The British North America Act 1867 officially proclaimed Canadian Confederation on 1 July 1867, initially with four provinces: Ontario, Quebec, Nova Scotia, and New Brunswick. To open the West and encourage European immigration, Parliament approved sponsoring the construction of three transcontinental railways (including the Canadian Pacific Railway), opening the prairies to settlement with the Dominion Lands Act, and establishing the North-West Mounted Police to assert its authority over this territory.
Canada introduced the Indian Act extending its control over the First Nations to education, government and legal rights. Indigenous peoples in present-day Canada include the First Nations, Inuit, and Métis.
The United Kingdom’s declaration of war in 1914 automatically brought Canada into World War I. Out of approximately 625,000 Canadians who served in World War I, some 60,000 were killed and another 172,000 were wounded.
In 1919, Canada joined the League of Nations independently of Britain, and the Statute of Westminster 1931 affirmed Canada’s independence.
Canada decided to join World War II independently of the United Kingdom’s declaration unlike for WWI when they automatically joined the war. The first Canadian Army units arrived in Britain in December 1939. In all, over a million Canadians served in the armed forces during World War II and approximately 42,000 were killed and another 55,000 were wounded. Canada provided asylum for the Dutch monarchy while that country was occupied and is credited by the Netherlands for major contributions to its liberation from Nazi Germany. Canada finished the war with a large army and strong economy.
Canada’s post-war economic growth, combined with the policies of successive Liberal governments, led to the emergence of a new Canadian identity, marked by the adoption of the Maple Leaf Flag in 1965, the implementation of official bilingualism (English and French) in 1969.
After a series of constitutional conferences the UK passed the Canada Act 1982, the patriation of Canada’s constitution from the United Kingdom, concurrent with the creation of the Canadian Charter of Rights and Freedoms. Canada had established complete sovereignty as an independent country, although the Queen retained her role as monarch of Canada.

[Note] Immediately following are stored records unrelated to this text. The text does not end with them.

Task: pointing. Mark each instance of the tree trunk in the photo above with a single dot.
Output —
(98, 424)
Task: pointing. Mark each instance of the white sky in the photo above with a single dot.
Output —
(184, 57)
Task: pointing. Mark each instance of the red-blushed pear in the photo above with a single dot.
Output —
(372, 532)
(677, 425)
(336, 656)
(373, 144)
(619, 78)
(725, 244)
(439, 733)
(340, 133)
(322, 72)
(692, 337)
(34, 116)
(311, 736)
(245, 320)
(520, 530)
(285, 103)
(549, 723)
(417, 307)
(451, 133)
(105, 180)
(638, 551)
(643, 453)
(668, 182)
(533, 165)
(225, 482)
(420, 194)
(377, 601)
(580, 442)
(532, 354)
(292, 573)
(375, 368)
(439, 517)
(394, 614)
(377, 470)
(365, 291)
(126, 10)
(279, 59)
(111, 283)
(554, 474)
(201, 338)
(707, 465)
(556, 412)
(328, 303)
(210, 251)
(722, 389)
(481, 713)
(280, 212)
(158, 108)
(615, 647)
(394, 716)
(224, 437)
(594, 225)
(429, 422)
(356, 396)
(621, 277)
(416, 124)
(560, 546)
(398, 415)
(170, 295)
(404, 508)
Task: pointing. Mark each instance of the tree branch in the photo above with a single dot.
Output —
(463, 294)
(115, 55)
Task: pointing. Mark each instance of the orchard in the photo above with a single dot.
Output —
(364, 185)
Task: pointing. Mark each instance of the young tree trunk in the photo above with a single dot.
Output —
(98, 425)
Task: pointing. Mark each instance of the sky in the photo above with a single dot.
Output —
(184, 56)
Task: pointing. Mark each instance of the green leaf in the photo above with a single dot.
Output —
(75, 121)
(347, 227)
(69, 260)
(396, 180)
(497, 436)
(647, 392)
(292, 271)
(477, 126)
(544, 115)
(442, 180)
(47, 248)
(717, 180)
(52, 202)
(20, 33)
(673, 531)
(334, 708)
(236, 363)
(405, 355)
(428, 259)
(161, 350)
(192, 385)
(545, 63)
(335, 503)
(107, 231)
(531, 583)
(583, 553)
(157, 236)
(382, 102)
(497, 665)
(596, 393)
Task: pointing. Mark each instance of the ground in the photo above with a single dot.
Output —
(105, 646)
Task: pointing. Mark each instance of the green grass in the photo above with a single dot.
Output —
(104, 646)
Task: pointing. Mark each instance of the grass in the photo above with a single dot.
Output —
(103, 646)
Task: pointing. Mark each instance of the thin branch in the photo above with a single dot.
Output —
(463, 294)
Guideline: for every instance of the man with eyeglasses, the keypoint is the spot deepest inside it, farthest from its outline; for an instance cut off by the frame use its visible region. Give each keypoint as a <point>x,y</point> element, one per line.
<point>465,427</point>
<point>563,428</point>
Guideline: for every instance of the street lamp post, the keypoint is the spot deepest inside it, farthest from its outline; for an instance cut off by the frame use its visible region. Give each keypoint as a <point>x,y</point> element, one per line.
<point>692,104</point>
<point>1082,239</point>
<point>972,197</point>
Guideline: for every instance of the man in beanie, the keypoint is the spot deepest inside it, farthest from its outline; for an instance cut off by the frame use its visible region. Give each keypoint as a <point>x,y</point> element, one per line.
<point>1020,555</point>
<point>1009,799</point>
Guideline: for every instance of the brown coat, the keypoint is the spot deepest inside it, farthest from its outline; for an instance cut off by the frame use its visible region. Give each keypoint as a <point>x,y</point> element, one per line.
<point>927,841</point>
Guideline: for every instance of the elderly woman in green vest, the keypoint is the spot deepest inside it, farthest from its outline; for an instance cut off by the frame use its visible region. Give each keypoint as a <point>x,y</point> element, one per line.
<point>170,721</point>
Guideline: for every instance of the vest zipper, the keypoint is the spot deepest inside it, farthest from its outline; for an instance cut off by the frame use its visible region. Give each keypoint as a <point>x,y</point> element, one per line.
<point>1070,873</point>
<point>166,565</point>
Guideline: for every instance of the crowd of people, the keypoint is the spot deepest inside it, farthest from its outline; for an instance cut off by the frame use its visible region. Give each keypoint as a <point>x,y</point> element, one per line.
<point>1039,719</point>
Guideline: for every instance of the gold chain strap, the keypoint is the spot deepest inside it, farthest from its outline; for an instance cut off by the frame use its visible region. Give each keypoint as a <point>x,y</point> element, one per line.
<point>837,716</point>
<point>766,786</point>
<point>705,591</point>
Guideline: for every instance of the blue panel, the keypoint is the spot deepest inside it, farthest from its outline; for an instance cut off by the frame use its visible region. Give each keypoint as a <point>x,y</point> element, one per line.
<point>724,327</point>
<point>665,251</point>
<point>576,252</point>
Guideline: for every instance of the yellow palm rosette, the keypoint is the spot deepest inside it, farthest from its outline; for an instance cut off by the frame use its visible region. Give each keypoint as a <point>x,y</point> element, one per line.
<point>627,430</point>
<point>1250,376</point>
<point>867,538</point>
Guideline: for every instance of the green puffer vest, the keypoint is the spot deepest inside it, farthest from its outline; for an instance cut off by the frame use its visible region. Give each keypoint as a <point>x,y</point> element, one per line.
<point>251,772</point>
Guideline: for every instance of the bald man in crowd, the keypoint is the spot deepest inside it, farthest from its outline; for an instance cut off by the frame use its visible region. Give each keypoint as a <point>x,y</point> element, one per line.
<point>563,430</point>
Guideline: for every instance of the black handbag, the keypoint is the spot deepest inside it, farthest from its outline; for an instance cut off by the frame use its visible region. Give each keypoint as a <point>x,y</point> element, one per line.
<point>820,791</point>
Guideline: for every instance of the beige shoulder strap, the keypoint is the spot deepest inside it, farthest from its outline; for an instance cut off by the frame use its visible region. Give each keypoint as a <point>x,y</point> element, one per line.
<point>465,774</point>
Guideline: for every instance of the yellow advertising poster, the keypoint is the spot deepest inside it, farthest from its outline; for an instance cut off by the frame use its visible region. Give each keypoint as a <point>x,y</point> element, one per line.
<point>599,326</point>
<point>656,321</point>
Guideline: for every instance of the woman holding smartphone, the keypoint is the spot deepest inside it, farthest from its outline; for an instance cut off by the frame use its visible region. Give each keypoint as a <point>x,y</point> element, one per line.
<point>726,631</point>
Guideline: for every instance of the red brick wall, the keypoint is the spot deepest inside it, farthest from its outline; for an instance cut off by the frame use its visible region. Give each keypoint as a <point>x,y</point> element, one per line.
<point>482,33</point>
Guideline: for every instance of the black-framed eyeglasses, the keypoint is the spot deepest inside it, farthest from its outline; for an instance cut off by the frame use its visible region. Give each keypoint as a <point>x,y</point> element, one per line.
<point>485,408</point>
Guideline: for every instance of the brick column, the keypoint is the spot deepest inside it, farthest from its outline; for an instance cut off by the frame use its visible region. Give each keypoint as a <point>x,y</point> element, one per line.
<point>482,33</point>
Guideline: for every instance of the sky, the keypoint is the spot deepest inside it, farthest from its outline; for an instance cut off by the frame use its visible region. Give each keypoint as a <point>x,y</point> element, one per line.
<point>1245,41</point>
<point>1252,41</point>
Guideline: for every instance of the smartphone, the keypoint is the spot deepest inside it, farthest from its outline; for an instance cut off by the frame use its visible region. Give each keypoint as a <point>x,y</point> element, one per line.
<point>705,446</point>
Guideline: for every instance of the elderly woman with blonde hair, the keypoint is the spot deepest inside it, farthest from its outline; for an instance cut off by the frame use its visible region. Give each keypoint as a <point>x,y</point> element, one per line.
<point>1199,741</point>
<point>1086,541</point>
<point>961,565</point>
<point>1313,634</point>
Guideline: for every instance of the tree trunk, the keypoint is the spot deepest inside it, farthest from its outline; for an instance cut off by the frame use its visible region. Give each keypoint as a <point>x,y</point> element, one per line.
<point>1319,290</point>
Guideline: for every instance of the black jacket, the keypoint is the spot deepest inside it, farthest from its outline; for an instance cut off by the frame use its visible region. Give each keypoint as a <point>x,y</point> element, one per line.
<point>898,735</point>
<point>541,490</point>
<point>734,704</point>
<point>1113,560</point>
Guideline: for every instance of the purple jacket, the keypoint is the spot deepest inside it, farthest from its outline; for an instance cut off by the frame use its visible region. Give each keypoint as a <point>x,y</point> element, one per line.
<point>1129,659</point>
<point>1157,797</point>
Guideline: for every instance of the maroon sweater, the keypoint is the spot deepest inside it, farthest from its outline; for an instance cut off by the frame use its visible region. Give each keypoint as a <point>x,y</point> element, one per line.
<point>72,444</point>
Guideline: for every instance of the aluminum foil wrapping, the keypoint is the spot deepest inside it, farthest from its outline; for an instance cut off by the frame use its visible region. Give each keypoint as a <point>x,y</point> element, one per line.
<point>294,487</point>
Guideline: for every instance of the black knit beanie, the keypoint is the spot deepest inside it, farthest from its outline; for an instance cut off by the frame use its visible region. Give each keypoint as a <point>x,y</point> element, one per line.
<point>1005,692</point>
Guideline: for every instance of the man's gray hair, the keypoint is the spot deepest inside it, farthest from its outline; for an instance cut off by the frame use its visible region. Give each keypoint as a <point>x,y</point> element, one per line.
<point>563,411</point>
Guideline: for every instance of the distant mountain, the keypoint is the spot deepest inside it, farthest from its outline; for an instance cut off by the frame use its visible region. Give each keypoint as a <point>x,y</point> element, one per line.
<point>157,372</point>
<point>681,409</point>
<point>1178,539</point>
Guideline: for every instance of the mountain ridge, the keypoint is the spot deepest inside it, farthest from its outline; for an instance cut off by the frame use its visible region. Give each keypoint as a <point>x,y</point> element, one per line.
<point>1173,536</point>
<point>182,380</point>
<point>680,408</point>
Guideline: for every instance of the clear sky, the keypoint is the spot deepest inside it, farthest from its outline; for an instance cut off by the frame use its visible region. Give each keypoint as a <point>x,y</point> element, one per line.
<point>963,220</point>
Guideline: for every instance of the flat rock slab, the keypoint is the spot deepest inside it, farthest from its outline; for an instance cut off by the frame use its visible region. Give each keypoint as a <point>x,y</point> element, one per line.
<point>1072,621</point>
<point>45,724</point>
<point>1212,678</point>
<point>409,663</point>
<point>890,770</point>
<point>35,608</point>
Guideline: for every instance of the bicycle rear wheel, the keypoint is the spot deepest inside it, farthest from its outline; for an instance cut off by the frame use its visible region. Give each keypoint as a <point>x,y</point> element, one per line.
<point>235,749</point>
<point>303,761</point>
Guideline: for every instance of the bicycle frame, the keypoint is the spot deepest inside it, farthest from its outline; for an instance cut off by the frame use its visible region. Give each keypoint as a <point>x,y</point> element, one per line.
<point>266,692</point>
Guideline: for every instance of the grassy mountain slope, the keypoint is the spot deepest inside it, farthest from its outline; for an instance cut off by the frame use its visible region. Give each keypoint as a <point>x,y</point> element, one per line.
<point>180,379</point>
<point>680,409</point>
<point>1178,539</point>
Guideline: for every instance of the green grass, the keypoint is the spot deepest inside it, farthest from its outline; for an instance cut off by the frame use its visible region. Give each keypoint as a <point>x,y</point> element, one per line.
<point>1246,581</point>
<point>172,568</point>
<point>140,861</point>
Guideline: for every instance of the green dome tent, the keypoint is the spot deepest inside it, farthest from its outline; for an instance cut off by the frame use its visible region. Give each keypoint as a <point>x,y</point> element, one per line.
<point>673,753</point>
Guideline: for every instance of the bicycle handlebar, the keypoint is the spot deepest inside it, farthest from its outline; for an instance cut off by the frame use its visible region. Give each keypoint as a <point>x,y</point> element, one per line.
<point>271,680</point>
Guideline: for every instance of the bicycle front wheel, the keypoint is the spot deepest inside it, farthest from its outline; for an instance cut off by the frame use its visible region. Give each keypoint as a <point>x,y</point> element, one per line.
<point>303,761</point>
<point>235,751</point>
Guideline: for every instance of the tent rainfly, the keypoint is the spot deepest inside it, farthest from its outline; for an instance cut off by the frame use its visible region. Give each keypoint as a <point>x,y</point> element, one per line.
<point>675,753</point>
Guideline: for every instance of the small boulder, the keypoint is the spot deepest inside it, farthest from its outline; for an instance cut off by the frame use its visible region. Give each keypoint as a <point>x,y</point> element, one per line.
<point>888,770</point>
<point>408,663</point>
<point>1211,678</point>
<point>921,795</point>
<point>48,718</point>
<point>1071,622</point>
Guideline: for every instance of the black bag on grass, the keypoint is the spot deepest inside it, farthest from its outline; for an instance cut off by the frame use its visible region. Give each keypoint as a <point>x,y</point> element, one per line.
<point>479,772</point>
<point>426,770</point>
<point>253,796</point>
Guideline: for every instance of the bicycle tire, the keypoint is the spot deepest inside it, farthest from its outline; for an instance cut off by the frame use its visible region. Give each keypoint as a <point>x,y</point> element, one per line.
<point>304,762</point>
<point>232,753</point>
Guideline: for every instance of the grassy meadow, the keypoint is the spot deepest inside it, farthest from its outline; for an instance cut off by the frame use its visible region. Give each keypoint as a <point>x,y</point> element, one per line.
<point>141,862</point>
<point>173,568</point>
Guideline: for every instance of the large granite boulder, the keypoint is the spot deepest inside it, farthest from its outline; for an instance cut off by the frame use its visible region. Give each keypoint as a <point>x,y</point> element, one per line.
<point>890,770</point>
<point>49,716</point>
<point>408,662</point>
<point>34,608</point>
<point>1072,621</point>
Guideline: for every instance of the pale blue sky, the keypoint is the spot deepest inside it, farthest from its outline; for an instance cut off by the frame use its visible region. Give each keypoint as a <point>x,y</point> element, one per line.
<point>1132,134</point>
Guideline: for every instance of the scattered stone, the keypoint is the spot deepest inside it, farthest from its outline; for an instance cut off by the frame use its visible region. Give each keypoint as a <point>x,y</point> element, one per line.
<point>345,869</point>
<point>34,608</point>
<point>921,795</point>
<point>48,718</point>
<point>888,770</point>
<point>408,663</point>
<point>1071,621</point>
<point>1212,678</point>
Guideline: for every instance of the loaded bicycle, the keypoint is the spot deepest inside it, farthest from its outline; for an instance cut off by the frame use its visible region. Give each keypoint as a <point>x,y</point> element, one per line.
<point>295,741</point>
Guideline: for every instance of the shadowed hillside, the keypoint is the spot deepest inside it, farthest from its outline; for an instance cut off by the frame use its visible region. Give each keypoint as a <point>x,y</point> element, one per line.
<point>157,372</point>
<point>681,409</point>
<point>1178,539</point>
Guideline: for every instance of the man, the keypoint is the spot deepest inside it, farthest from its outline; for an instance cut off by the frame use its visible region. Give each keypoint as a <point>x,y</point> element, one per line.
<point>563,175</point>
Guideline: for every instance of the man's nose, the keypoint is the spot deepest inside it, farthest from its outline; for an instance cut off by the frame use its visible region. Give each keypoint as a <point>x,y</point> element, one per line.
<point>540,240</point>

As a highly developed country, Canada has the seventeenth-highest nominal per-capita income globally. Canada is part of several major international and intergovernmental institutions or groupings including the United Nations, NATO, the G7, the Group of Ten, the G20, the United States–Mexico–Canada Agreement, the Commonwealth of Nations, the Organisation internationale de la Francophonie, and the Asia-Pacific Economic Cooperation forum.
What I experienced
I’ve never felt more at home outside of Australia as I have when visiting Canada, the friendly locals is a good stereotype that I can confirm. I’ve spent most of my time on the Canadian west coast with a small visit on the East coast side to stunning Niagara Falls.
I feel that there is a lot left to explore of Canada and I do want to one day catch a train from one side to the other. The Rockies area is just outstanding and Lake Louise is a memory I can easily recall due to it’s stunning beauty.
The natural beauty of Canada leaves a lasting impression on your soul and the impulse to want to preserve for future generations. A very safe country with good infrastructure, friendly people and stunning sights I look forward to the day I return to Canada.